I verdi chiedono di inserire nell’agenda di Bruxelles tre punti fondamentali: la questione climatica, con particolare attenzione all’agricoltura, le questioni sociali, a partire da un reddito minimo garantito europeo, e, infine, la revisione delle regole per rinforzare il sistema della giustizia Ue. “Non vogliamo né possiamo imporre nulla: la nostra è un’offerta in cambio di un rinnovamento delle politiche europee”, spiega Bütikofer. “Se le nostre proposte saranno accolte, siamo disposti a votare per il presidente del Parlamento e della Commissione assieme alla maggioranza”.

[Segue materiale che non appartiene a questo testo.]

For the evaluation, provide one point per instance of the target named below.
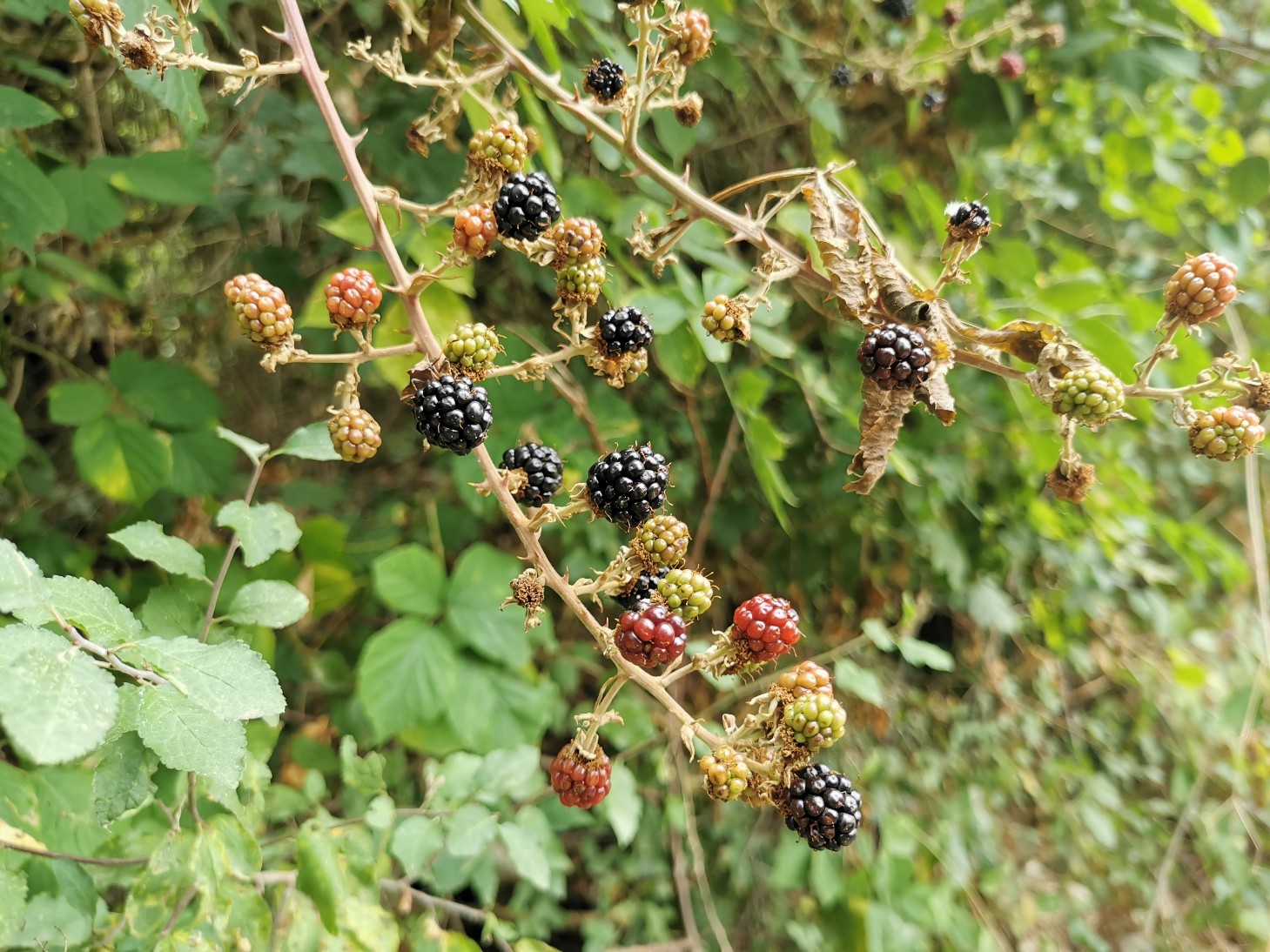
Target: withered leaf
(879, 428)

Ma per Cormand il cambio di rotta deve essere radicale e passa per una riforma agricola europea, la fine dei trattati di libero scambio e soprattutto un Green new deal che conduca alla transizione ecologica: “Dobbiamo cambiare l’attuale linea economica liberale dell’Unione”. Gli fa eco Delbos-Corfield: “Vanno previsti l’uscita dal carbone e l’obbligo per gli stati di rispettare l’accordo di Parigi”.
Verts, verdi e 5 stelle
Proposte che possono sembrare audaci ma che sono piaciute a tanti cittadini europei che hanno decretato il successo dei Verdi alle ultime elezioni. Un successo che, spiega Cormand, in Francia è stato favorito, da un lato, dalle promesse disattese di Macron in materia di lotta ai cambiamenti climatici, dall’altro dalla nascita del movimento dei Fridays for future guitato da Greta Thunberg. “Non è un caso se siamo il primo partito tra i giovani dai 18 ai 34 anni: la pressione democratica per l’ecologia è forte e il Parlamento dovrà tenerne conto”. E il flop in Italia? “I Verdi italiani fanno fatica a organizzarsi e ad avere un’identità forte, ma credo ci sia spazio, soprattutto tra l’elettorato che oggi vota M5s”, risponde Cormand. Fatto sta che la richiesta di adesione al gruppo verde europeo presentata dai pentastellati è stata respinta, e probabilmente resteranno senza gruppo. “All’inizio ci sembravano un movimento ecologista”, spiega Delbos–Corfield. “Ma ci siamo resi conto di non poter lavorare con loro: per noi, per esempio, non è possibile negoziare sulla pelle dei migranti”.